In Germany in the 18th century, harpsichords were made with still more strings and jacks for each key. Some had three unison strings in addition to an octave string; some had two unisons, an octave, and a suboctave (or 16-foot) register; and some even had a 2-foot register, with very short strings tuned two octaves above the unisons. Harpsichords with three keyboards were apparently built throughout the 17th and 18th centuries, although only one authentic three-manual harpsichord is known today.

It should be emphasized, however, that the harpsichord of the 16th–18th centuries normally had only one or two keyboards and only two or three sets of strings and jacks per note. In the 16th and early 17th centuries, one-manual instruments usually had only two registers (either two unisons or a unison and an octave) with or without a buff stop; in the second half of the 17th century a second unison register became common, increasing the number of jacks and strings to three per note. Two-manual instruments, likewise, had no more than three sets of strings (two unisons and an octave) and three sets of jacks throughout the 17th century. In the 18th century, a fourth row of jacks was sometimes added. In Britain and Flanders, this row was the close-plucking lute stop; in France, if a fourth row was added, it was placed behind the other three and equipped with plectra of soft buff leather that provided a gentle, flutey tone, which was highly prized in the rather decadent period of the harpsichord’s decline. Until the last half of the 18th century, it was usually possible to change registers only by moving knobs at the side of the instrument or above the keyboards, which could be done only when one hand or the other was not playing. This fact and the surviving written evidence suggests that the harpsichordists of earlier times changed registers relatively infrequently, avoiding monotony of sound by relying on variations of touch and the changes of texture and pitch level written into the music.

History

The harpsichord may have evolved from devices invented by medical astrologers for the purpose of investigating the effects of cosmic musical harmonies on the human body. The wing-shaped instrument was described by Arnaut of Zwolle in the mid-15th century and was apparently known throughout Europe by the end of the century, although no 15th-century examples have survived. The harpsichords depicted in sculptures, paintings, and miniatures of the period all appear to be shorter and to have thicker cases than the earliest surviving 16th-century examples, all of which are Italian and are constructed of very thin cypress.

Italy

The thin-cased style of harpsichord construction appears to have been developed in Italy about 1500, and it rapidly influenced the design of harpsichords throughout the rest of Europe. The strings of the Italian harpsichords were rather short, with the strings for c″ (C above middle C) generally being about 10 inches (25 centimetres) long on instruments tuned to what is today considered normal pitch. On some Italian harpsichords, however, the strings for c″ are about 14 inches (36 centimetres) long; it is thought that these were tuned to a pitch a fourth below that of the shorter-strung ones, the key for C sounding what today would be the G below. The comparatively short strings imposed a relatively low tension on the case of the Italian harpsichord, allowing it to hold up with so light a structure.

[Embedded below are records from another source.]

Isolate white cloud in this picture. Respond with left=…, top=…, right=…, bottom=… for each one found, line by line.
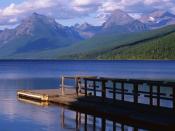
left=0, top=0, right=175, bottom=25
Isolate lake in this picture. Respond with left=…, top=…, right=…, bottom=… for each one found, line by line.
left=0, top=61, right=175, bottom=131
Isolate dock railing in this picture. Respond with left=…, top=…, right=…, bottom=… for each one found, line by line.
left=61, top=75, right=97, bottom=95
left=83, top=77, right=175, bottom=111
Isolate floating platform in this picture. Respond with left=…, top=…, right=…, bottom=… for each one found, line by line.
left=17, top=77, right=175, bottom=130
left=17, top=89, right=175, bottom=130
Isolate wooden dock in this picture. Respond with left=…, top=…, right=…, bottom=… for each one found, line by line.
left=17, top=77, right=175, bottom=130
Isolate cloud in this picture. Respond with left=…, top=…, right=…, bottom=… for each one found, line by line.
left=0, top=0, right=175, bottom=25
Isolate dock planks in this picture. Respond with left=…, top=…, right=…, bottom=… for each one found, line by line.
left=17, top=88, right=175, bottom=130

In general, Italian harpsichords had only one keyboard with two rows of jacks and two strings tuned in unison or unison and octave. The fragile Italian instruments were normally housed in thick outer cases of softwood, which were either painted or covered with stamped leather. The cases, in turn, rested on separate legs or elaborate stands. The tone of these lightly constructed instruments is surprisingly loud and penetrating, making them ideal as accompanying instruments in an orchestra and suiting them perfectly to the rattling scale passages typical of Italian harpsichord music.